München – Das Wort „ausgerechnet“ hat im Fußball bekanntlich eine besondere Bedeutung. Man möchte fast sagen, es steht auf dem Index.
Aber an diesem Mittwochabend muss man es zwingend verwenden. Joshua Kimmich köpft (!) den FC Bayern gegen den FC Arsenal ins Halbfinale der Champions League. Eben dieser Kimmich, der vermutlich seine schwerste Saison im Trikot der Münchner absolviert, erzielt nun das entscheidende Tor.

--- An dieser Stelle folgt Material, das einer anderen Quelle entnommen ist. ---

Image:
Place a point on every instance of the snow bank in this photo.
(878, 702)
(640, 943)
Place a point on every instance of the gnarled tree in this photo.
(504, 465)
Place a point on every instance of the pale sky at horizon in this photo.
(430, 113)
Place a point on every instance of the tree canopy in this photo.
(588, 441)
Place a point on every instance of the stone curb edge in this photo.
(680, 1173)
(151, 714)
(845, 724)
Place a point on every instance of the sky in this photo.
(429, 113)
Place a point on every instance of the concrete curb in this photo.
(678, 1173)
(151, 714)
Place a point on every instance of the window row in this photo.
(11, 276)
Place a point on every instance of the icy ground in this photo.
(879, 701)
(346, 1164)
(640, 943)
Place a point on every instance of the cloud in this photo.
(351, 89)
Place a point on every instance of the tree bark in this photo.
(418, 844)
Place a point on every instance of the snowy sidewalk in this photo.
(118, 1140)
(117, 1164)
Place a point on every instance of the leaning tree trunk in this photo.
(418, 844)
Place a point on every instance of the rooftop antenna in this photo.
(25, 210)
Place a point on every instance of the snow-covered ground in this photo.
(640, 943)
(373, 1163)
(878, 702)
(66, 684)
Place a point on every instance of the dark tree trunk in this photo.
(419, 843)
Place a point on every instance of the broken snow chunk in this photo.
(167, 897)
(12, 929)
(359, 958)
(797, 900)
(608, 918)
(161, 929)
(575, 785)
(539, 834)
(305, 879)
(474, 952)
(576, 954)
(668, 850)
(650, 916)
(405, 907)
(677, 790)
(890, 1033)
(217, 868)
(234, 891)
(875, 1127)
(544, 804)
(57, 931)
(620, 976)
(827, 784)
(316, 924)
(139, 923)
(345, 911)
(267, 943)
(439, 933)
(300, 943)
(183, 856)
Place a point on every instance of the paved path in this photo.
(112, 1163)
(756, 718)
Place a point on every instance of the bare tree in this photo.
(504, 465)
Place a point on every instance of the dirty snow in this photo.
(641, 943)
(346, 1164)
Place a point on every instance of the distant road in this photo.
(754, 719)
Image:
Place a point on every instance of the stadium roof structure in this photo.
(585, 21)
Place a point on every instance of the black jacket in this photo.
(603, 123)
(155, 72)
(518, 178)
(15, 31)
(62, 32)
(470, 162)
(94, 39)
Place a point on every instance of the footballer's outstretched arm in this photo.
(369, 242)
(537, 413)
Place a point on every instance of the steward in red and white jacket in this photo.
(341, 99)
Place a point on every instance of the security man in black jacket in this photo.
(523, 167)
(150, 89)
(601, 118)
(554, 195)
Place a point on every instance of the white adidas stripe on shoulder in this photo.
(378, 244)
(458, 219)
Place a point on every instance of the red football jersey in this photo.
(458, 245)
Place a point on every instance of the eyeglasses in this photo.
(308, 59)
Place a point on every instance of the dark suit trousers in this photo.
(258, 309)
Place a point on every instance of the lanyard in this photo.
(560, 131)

Kimmich köpft FC Bayern ins Glück – und sorgt mit Aussagen für Aufsehen
Von Genugtuung wollte der 29-Jährige nach seinem starken Auftritt (tz-Note 1) dann aber nach Spielende nichts wissen. „Natürlich ist es so, dass das Tor sehr, sehr gut tut“, sagte Kimmich in der Mixed Zone der Allianz Arena, um sich dann ein wenig den Frust von der Seele zu reden: „Ich musste mir im letzten Jahr sehr viel anhören und habe sehr, sehr wenig Rückendeckung bekommen. Am Ende beweist das wieder mal, dass sich harte Arbeit immer lohnt. Dementsprechend bin ich schon sehr, sehr stolz, dass der Abend so gelaufen ist und freue mich riesig über das Tor und den Einzug ins Halbfinale.“
Bei DAZN hatte bereits Experte Sami Khedira nach dem Spiel eine Lanze für Kimmich gebrochen. Zuletzt sprang selbst BVB-Berater Matthias Sammer dem Bayern-Star zur Seite und appellierte, nicht immer wieder zu hart mit Kimmich ins Gericht zu gehen.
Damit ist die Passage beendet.